A: GGUF designed for inference, not training. Memory-mapped loading, quantization metadata embedded, optimized for llama.cpp ecosystem.
Q2: What's memory mapping and why does it matter?
A: OS maps file directly to virtual memory. Model loads "instantly" because data stays on disk until accessed. Enables running larger models than RAM.
Q3: Why CPU inference for LLMs?
A: Consumer hardware accessibility. Most users don't have high-end GPUs. CPUs have large memory, enabling bigger models with quantization.
Q4: What's the quality difference between Q4_K_M and Q8_0?
A: Q8_0: ~99% of FP16 quality. Q4_K_M: ~95-97%. For chat, Q4_K_M usually indistinguishable. For precise tasks, Q8_0 safer.
Q5: How do K-quants improve on original Q4_0?
A: Better block structure, per-block scales and mins, optimized for specific bit rates. Q4_K_M beats Q4_0 quality while being similar size.

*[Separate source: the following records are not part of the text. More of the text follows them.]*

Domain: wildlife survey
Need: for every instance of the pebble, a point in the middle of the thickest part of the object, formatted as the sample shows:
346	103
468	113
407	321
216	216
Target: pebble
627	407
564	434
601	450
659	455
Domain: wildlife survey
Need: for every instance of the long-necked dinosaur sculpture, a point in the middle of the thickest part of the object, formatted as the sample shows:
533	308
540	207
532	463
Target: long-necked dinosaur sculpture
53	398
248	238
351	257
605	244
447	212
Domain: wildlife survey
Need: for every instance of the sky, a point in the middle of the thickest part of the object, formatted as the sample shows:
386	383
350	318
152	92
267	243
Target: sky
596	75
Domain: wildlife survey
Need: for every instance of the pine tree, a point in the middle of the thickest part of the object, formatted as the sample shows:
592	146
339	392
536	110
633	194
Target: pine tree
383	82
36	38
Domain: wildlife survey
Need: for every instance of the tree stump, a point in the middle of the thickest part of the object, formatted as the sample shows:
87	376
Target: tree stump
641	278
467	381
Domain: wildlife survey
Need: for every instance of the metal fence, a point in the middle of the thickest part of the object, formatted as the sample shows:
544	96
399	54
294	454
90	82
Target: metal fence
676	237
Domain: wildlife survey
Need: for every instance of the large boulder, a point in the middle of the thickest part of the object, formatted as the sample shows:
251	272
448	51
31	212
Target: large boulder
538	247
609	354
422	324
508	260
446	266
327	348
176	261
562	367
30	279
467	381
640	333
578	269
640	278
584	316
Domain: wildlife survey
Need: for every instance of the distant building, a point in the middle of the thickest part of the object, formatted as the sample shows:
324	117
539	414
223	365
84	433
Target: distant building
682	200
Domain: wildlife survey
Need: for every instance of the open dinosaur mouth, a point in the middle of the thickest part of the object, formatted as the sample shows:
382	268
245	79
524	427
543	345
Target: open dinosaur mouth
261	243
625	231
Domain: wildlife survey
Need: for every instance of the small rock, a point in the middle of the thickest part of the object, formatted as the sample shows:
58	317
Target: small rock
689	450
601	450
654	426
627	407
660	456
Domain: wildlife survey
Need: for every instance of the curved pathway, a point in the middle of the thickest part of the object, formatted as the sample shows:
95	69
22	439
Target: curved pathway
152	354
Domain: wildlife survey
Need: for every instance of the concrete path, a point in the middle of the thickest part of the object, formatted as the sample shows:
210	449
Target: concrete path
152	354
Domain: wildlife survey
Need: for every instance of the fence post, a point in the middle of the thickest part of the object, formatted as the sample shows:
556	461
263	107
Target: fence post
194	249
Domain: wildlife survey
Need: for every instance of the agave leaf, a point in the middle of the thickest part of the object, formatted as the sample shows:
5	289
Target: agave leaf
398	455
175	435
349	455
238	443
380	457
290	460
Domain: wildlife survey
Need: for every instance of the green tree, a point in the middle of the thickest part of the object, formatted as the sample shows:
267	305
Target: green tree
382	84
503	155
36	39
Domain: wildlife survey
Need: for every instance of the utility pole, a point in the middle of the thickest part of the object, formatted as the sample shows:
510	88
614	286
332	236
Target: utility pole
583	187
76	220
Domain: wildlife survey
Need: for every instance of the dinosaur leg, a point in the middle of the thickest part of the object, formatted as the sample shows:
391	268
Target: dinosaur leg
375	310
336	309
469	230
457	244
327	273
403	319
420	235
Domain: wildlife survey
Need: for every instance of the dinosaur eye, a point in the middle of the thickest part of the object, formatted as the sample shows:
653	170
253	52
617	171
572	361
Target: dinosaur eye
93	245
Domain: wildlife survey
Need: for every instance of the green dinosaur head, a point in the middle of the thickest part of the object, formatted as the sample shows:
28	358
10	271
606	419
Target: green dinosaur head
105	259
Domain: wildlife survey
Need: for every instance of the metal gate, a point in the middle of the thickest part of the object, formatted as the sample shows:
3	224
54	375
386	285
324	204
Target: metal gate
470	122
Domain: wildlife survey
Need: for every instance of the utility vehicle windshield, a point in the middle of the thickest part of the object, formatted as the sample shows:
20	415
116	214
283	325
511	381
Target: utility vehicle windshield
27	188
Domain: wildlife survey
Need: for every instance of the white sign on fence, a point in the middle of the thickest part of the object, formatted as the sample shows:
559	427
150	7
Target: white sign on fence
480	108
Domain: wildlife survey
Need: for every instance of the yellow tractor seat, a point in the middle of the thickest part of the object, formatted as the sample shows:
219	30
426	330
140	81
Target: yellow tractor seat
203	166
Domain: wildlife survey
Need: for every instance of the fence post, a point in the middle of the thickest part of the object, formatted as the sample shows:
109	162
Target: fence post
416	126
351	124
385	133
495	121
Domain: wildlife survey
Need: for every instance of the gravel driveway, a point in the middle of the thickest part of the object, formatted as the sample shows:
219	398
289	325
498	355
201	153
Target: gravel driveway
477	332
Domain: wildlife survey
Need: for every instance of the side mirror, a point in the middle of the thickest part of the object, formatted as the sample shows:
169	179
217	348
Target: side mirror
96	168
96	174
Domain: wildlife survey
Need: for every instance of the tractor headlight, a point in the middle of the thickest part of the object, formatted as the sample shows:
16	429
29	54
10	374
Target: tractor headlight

Q6: Can GGUF models be used outside llama.cpp?
A: Yes. Libraries: llama-cpp-python (Python), whisper.cpp (audio), GPT4All, Ollama, LM Studio all support GGUF.
Q7: What's the tradeoff between Q4_K_S and Q4_K_M?
A: Q4_K_S: Smaller (~4.0 bpw), faster. Q4_K_M: Slightly larger (~4.5 bpw), better quality. Difference: ~0.3 PPL for 7B models.
Q8: Why multiple quantization types instead of just one?
A: Different hardware, use cases, quality requirements. Q2_K for extreme memory constraints, Q6_K for quality-critical applications, Q4_K_M for general use.
Q9: What's "bpw" (bits per weight)?
A: Effective bits including quantization metadata overhead. Q4_K_M is labeled "4-bit" but actually ~4.5 bpw due to scales/mins storage.